Likewise, the costs are also mounting for Pennsylvania. From what I’ve learned, the Keystone State will spend more than $160 million on the Keystone Exams. As a teacher who has personally seen classrooms overflowing with students, lacking proper resources, teachers who are suffering emotional turmoil from the stresses of the classroom, and students who could use more direction, challenge, and encouragement, I know we can agree that $160 million could be more appropriately spent elsewhere.
I raise this concern because I struggle to measure our return on this hefty investment. More bureaucratic red tape? Less time for teachers to teach worthwhile, inspired curriculum? Administrators spending more time on statistics than students? More frustrated, disheartened students? That hardly seems like a worthwhile expense.
It is my humble opinion that the Keystone Exams and standardized tests earmarked as a graduation requirement offer no realistic boost to our state's future educational posterity or economic prosperity. If anything, they are detrimental to our state coffers and our students’ and schools’ success. Indeed, from my perspective in the field, high-stakes testing has been head over heels more high-risk than high-reward.
At the schools where I teach, my colleagues have had students build robots, experiment on pre-packaged foods, used mathematical equations to analyze the shadows of buildings and speeds of passing traffic, created artwork for their own t-shirts and then printed them, worked a kiln and made some pretty incredible monster vases, created their own award-winning pieces of fiction and non-fiction, created applications for their devices, constructed incredible cutting boards for Christmas gifts, and enjoyed the curiosity behind learning. That’s what good teaching is all about.
Today, unfortunately, some teachers are so frustrated that they’re leaving the profession because of the added rules, regulations, and lack of time to do that kind of creative work. We can say the same of administrators as well. The stresses on our profession are mounting. We need your help. Removing a passing grade on standardized tests as a graduation requirement is one step we can make to improve the ever-important role of educating our youth.

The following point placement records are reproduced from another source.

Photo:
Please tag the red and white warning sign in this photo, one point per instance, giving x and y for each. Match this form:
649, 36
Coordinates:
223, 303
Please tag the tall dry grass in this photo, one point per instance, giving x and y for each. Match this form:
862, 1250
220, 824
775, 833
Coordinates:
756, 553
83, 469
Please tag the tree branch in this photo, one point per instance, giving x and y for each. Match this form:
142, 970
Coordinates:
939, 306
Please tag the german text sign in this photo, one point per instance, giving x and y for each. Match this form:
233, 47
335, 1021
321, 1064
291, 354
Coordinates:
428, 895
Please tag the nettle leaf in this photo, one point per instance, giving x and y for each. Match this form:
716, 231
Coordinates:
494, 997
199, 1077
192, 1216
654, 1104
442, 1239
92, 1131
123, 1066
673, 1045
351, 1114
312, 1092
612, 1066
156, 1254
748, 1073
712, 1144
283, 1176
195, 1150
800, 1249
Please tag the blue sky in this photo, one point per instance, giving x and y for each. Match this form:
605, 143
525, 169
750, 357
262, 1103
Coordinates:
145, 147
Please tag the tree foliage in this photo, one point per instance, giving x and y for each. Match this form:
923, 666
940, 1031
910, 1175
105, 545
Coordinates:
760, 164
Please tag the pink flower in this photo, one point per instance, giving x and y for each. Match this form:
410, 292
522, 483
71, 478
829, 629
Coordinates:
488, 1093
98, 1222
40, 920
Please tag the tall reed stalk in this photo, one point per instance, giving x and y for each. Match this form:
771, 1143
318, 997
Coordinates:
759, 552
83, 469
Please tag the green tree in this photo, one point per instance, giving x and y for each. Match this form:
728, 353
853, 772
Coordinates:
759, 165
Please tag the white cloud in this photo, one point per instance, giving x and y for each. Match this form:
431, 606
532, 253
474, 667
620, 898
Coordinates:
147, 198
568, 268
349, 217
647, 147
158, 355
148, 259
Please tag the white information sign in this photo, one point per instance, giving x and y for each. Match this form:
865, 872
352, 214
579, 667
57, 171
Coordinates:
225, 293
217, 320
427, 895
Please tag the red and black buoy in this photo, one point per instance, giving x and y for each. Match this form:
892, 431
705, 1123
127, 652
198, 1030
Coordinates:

In summary, when you as lawmakers give teachers the time to do great things, they will do just that. We’ve seen it across our state, and it’s happening right now, as we sit here today. However, the standards and expectations have been changed so many times in the last few years that we have to be continually retrained in them.
My fear is an education system that is filled with droning instead of determination. One that is filled with students and teachers who operate in fear instead of best practices. Your staff probably doesn’t operate best in fear. Students and teachers don’t either. I also fear that we are changing education to be more about what we can statistically measure rather than building fundamental skills in students such as collaboration, creativity, and critical thinking, skills that will be vital to their future and to ours.
I implore you to empower our nation’s teachers. If you want better educational results, there really is no other way. I cannot remember much about my graduation project, but I can tell you about the teachers who changed my life with full conversations and lessons that made me the concerned citizen speaking in front of you today. I speak for all teachers across the commonwealth when I say we just want to continue to empower the students for American posterity.
This text is an excerpt from my testimony before the Pennsylvania House of Representatives regarding the Keystone Exams serving as a graduation requirement. The testimony was delivered on February 12, 2015.